Strange issue: Converting RealESRGAN to CoreML model, ML Program format performs significantly slower than Neural Network format

Open itcook opened this issue 8 months ago • 1 comments

Hi everyone,

I'm currently learning about machine learning in the Apple ecosystem. I tried converting the RealESRGAN super-resolution model to a CoreML model and found that the ML Program format performs much slower than the Neural Network format, especially with load times being over 10 times longer.

In theory, the newer ML Program format should perform better, but that's not the case here. I'm not sure where the issue lies. Here's the script I used for the conversion—I'd really appreciate any help if someone can provide insights.

Additionally, after setting the input tensor's width and height to fixed dimensions, the model's tracing time became extremely long, whereas previously, using RangDim to set flexible shapes didn't exhibit this issue (the sample inputs were almost identical). This also puzzles me...

Furthermore, does a model with fixed-shape inputs generally perform better than one with flexible shapes? My understanding is that, in terms of performance: fixed-shape input > enumerated fixed-shapes input > flexible-shape input. Is this correct?

Jun 17 '25 00:06 itcook

Hi @itcook --

The newer ML program format should generally perform better than the older Neural Network format. Something that may be contributing to the high load times is the runtime for ML program models does a lot of work on first load that is then cached for future runs. It's hard to tell from the screenshots if that's what's happening here, but the model traces in the Instruments profile might have more details ("Open in Instruments" on the top right of the performance view).

Additionally, after setting the input tensor's width and height to fixed dimensions, the model's tracing time became extremely long, whereas previously, using RangDim to set flexible shapes didn't exhibit this issue (the sample inputs were almost identical). This also puzzles me...

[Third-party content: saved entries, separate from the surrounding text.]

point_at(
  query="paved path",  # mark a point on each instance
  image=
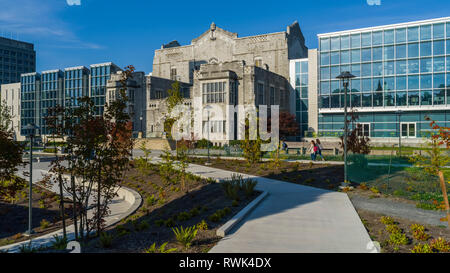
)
(400, 210)
(123, 205)
(293, 219)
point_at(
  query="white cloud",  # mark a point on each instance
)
(74, 2)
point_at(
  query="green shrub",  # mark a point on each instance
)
(105, 240)
(150, 200)
(45, 224)
(170, 222)
(59, 243)
(398, 238)
(425, 248)
(249, 187)
(185, 236)
(161, 249)
(183, 216)
(202, 225)
(387, 220)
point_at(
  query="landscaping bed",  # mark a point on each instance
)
(397, 235)
(46, 216)
(165, 206)
(325, 176)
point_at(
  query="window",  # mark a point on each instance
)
(363, 129)
(408, 130)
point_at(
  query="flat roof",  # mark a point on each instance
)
(412, 23)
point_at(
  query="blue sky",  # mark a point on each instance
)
(128, 32)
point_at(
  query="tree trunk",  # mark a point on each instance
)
(61, 203)
(444, 194)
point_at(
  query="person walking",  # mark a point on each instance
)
(313, 150)
(319, 149)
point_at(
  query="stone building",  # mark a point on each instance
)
(223, 70)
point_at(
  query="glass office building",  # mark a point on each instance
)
(100, 74)
(51, 96)
(402, 75)
(301, 94)
(29, 100)
(16, 57)
(76, 85)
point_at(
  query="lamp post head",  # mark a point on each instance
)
(31, 128)
(345, 75)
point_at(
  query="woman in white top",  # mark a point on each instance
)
(319, 149)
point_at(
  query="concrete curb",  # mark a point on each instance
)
(223, 230)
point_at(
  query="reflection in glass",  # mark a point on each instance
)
(400, 51)
(356, 70)
(413, 82)
(356, 100)
(400, 83)
(413, 66)
(335, 43)
(389, 99)
(345, 57)
(425, 97)
(426, 65)
(439, 81)
(324, 44)
(367, 99)
(401, 98)
(425, 32)
(425, 81)
(378, 69)
(400, 35)
(366, 70)
(366, 85)
(438, 31)
(366, 55)
(356, 85)
(377, 99)
(439, 64)
(356, 40)
(389, 68)
(425, 49)
(378, 84)
(366, 39)
(413, 50)
(401, 67)
(345, 42)
(413, 34)
(388, 52)
(377, 53)
(438, 47)
(388, 36)
(389, 83)
(438, 97)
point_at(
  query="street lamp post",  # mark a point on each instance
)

Are you seeing this additional latency in torch.jit.trace or in ct.convert? In general, a statically shaped model can be further optimized compared to a dynamically shaped model so there might be additional time being spent running those optimizations.

Furthermore, does a model with fixed-shape inputs generally perform better than one with flexible shapes? My understanding is that, in terms of performance: fixed-shape input > enumerated fixed-shapes input > flexible-shape input. Is this correct?

Yep, this is correct!

Jun 17 '25 22:06 nikalra